Henchoz über Shaqiris Zeit bei den Bayern: «Er hat nicht begriffen, was von ihm verlangt wurde.»
Foto: Reuters

Stephan Lichtsteiner ist 34, beim nächsten Turnier 36. Soll Petkovic auf ihn setzen?
Ich habe grössten Respekt vor ihm. Wenn einer so lange bei Juventus auf höchstem Niveau spielt, dann weisst du: Der hat nie auch nur fünf Prozent nachgelassen. Sonst wäre er längstens draussen gewesen. Er war jahrelang Stammspieler.

Braucht ihn die Nati noch?
Unbedingt! Er hat noch viel zu bieten. Vor dem Schweden-Spiel sagten alle: Lichtsteiner ist gesperrt, kein Problem, wir haben Lang, der ist ebenso gut.
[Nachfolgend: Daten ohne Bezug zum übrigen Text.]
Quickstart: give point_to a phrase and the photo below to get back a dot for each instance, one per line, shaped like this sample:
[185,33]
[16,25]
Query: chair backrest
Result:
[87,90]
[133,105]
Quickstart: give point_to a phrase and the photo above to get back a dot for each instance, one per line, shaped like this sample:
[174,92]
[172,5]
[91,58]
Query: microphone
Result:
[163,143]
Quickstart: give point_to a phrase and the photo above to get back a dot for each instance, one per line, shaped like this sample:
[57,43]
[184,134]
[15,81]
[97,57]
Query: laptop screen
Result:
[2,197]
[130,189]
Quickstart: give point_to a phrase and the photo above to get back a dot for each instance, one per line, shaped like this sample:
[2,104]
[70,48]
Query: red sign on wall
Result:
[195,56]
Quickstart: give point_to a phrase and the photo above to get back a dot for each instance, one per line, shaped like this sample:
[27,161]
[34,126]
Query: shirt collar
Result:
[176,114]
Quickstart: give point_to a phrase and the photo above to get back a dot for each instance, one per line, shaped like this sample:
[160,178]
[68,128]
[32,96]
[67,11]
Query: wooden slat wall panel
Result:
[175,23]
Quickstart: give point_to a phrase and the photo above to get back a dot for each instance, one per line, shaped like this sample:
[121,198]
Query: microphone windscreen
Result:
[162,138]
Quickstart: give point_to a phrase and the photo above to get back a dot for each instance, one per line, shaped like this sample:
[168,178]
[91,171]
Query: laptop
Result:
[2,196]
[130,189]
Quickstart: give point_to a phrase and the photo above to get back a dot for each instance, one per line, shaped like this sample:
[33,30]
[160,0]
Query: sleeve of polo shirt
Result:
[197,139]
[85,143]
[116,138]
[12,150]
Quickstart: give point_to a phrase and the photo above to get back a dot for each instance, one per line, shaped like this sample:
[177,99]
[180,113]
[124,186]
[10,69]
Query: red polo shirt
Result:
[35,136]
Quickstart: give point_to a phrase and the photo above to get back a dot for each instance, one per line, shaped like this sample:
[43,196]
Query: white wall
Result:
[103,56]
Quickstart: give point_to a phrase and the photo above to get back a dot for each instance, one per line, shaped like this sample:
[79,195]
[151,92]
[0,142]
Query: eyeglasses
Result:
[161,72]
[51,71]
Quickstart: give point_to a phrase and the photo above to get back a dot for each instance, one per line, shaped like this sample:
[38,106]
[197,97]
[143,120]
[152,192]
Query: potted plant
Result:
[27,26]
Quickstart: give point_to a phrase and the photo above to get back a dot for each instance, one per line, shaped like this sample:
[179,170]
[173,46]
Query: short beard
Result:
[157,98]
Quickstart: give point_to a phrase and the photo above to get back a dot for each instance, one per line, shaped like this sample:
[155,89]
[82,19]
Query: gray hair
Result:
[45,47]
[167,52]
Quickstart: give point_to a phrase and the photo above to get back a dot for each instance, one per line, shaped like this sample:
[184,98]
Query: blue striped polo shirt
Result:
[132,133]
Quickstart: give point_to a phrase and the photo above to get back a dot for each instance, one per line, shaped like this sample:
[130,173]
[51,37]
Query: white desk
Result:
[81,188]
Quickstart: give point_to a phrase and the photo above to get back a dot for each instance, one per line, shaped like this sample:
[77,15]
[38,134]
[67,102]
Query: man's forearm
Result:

Ich sagte bereits damals: Vorsicht, Freunde. Lang ist gut gegen Thun und Lugano. Ich fühlte mich bestätigt. Nein, auf Lichtsteiner und seine Mentalität kann die Nati nicht verzichten.

***************

Persönlich: Stéphane Henchoz wurde 1974 in Billens im Kanton Fribourg geboren. Zwischen 1992 und 2008 spielte er für Xamax, den Hamburger SV, Blackburn, Liverpool, Celtic Glasgow und Wigan. Besonders bei Liverpool (135 Spiele zwischen 1999 und 2005) wurde er eine Abwehr-Legende. Für die Nati spielte er 72-mal, mehrfach auch als Captain. Er lief an den Europameisterschaften 1996 und 2004 auf. 2001 und 2002 wurde er zum besten Schweizer Spieler im Ausland gewählt. Heute ist Henchoz Assistenztrainer bei Xamax. Er ist verheiratet mit Catherine, die ihn schon 1995 nach Hamburg begleitete. Ihr Sohn Sonny ist 14 Jahre alt.